Possible strategic improvements for Macy’s Inc. include increasing the use of the economies of scale, establishing agreements with international transportation companies in order to boost online sales, offering virtual fitting-room and additional mobile services to attract customers. Macy’s should use non-traditional methods of attracting online customers in order to remain competitive.
Suggested International Business-Level and Corporate-Level Strategies of Kohl’s
The acquisition of JCP which was recommended in the previous sections for Kohl’s would create opportunities for going international. Kohl’s addresses a wide range of customers and positions itself as a store chain with unique brands and labels offered for moderate price. Therefore, it is best for Kohl’s Corporation to choose an integrated differentiation / cost leadership strategy for international expansion. It is recommended to sell items online and to offer private brands and rare brands. Furthermore, Kohl’s can stand out among other online retailers due to exceptional customer service and convenient interface for purchasing products.
Regarding corporate-level strategy, Kohl’s choice should be the simultaneous corporate relatedness and operational relatedness strategy.

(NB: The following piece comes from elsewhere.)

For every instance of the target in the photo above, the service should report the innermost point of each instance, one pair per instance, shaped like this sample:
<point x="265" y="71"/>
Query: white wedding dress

Indeed, Kohl’s should utilize economies of scale in order to cut costs and offer competitive prices; at the same time, Kohl’s should offer a unique assortment of goods in order to gain customer attention. It is best for Kohl’s to enter the Canadian market first of all, and then, after achieving success in online sales, to offer its products in Europe, Australia and South America. The recommended acquisition will enhance both corporate and operational relatedness and will help to improve market position of Kohl’s Corporation.